The aggressiveness of sparkling gourami depends upon the fish themselves and the other fish in the tank. I had my group in with hatchetfish, and when the males were guarding eggs they pecked the hatchets non-stop until I removed them. Then they went after any fish that came close, so the gourami got moved as i was not about to have my wild Nannostomus mortenthaleri harassed; they cost a fortune and are doing very well, spawning regularly and I now have mature fry in with the group.

On the water, the pH will usually lower due to natural biological processes, and yes, wood, dry leaves, moss helps a bit. If you start with all RO water and then add minerals, the pH should remain below 7 easily. Equilibrium does seem to raise the pH a bit. If you mix tap and RO instead of using Equilibrium, it will depend upon the KH and pH.


----------



## maxw47 (Jan 22, 2012)

Aggresion between the gouramis is fine though, right? They will most likely be the only ones in the tank besides shrimp. My water at home has a ph of 8.2 and a kh of 10. I will probably just add equilibrium to RO. That would be pretty cool if they spawned! Thanks!
_Posted via Mobile Device_


----------



## Byron (Mar 7, 2009)

maxw47 said:


> Aggresion between the gouramis is fine though, right? They will most likely be the only ones in the tank besides shrimp. My water at home has a ph of 8.2 and a kh of 10. I will probably just add equilibrium to RO. That would be pretty cool if they spawned! Thanks!
> _Posted via Mobile Device_


Yes. I am much less bothered by normal aggression within a species, as they are designed this way. But when we combine species in an aquarium that in the wild would never encounter each other, aggression to another species can cause severe stress.

Either way with the water will work. To save money, mixing tap and RO to obtain water with a suitable GH would be my first choice. But if that doesn't reduce the KH sufficiently to allow the pH to lower at least below 7, then RO solely with Equilibrium to raise the GH to maybe 4 dGH (only needed for plants) is fine.

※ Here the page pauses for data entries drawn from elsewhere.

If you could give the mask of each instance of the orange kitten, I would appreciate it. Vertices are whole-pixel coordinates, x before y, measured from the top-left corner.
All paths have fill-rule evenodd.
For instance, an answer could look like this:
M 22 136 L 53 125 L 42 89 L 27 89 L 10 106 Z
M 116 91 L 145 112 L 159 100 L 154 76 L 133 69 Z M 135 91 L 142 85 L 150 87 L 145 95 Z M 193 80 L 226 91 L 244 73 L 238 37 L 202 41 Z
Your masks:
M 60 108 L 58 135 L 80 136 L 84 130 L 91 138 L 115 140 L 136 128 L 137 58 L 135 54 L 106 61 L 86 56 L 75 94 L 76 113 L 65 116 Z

In soft acidic water this species will readily spawn. It spawns in more basic water too. Lots of floating plants, they remain close to the surface and a thick cover of floating plants is good. Lower plants that require minimal light work best under this, say crypts, Java Fern, Java Moss on wood.

Byron.


----------



## maxw47 (Jan 22, 2012)

Ok first, thanks a ton for all of your help! So would 6 sparkling gouramis be fine in the ten gallon with some Neocaridina Heteropoda shrimps of some color variant? Six just sort of seems like a lot, but I might be wrong. I will make sure and have ample floating plants. I'm getting really exited for this tank!


----------



## Byron (Mar 7, 2009)

maxw47 said:


> Ok first, thanks a ton for all of your help! So would 6 sparkling gouramis be fine in the ten gallon with some Neocaridina Heteropoda shrimps of some color variant? Six just sort of seems like a lot, but I might be wrong. I will make sure and have ample floating plants. I'm getting really exited for this tank!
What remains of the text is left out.